Self-organization and chaos in the metabolism of a cell

TL;DR

This paper models cellular metabolism to understand how auto-oscillations and chaos emerge, revealing the conditions and mechanisms behind self-organization in cell metabolic processes using nonlinear dynamics.

Contribution

It introduces a mathematical model of steroid metabolism in bacteria that explains the formation of auto-oscillations and chaos through bifurcations and attractors.

Findings

Bifurcations lead to strange attractors in metabolism.

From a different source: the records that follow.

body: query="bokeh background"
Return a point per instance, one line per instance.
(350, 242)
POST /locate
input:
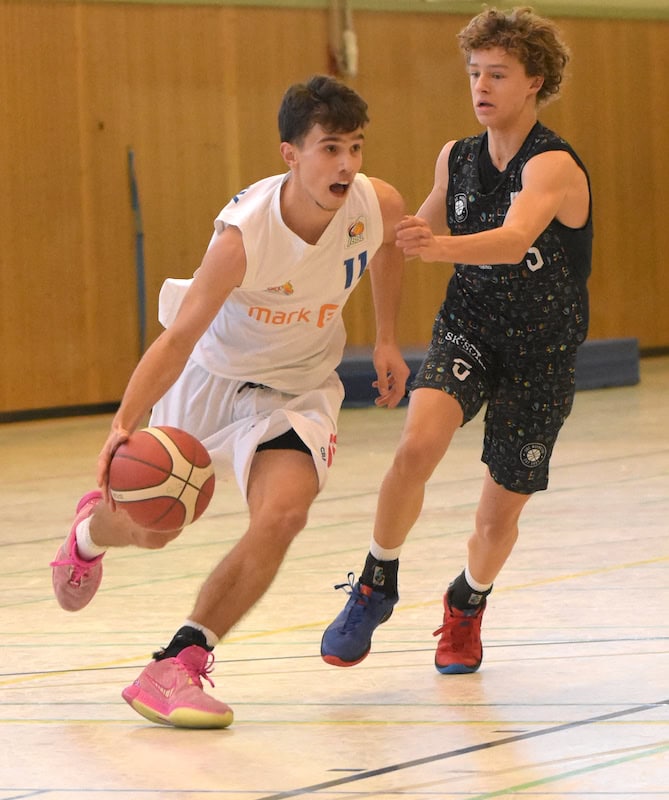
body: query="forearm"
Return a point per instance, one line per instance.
(499, 246)
(386, 277)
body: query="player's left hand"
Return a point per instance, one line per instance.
(392, 372)
(116, 437)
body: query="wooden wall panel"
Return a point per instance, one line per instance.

Phase portraits of attractors are constructed and analyzed.

Lyapunov spectra confirm the stability and chaos in the model.

Abstract

Aim. To study the dynamics of auto-oscillations arising at the level of enzyme-substrate interaction in a cell and to find the conditions for the self-organization and the formation of chaos in the metabolic process. Methods. A mathematical model of the metabolic process of steroids transformation in Arthrobacter globiformis. The mathematical apparatus of nonlinear dynamics. Results. The bifurcations resulting in the appearance of strange attractors in the metabolic process are determined. The projections of the phase portraits of attractors are constructed for some chosen modes. The total spectra of Lyapunov's indices are calculated. The structural stability of the attractors obtained is studied. By the general scenario of formation of regular and strange attractors, the structural-functional connections in the metabolic process in the cell are found. Their physical nature is investigated. Conclusions. The presented model explains the mechanism of formation of auto-oscillations observed in the A. globiformis cells and demonstrates a possibility of the mathematical modeling of metabolic processes for the physical explanation of the self-organization of a cell and its vital activity.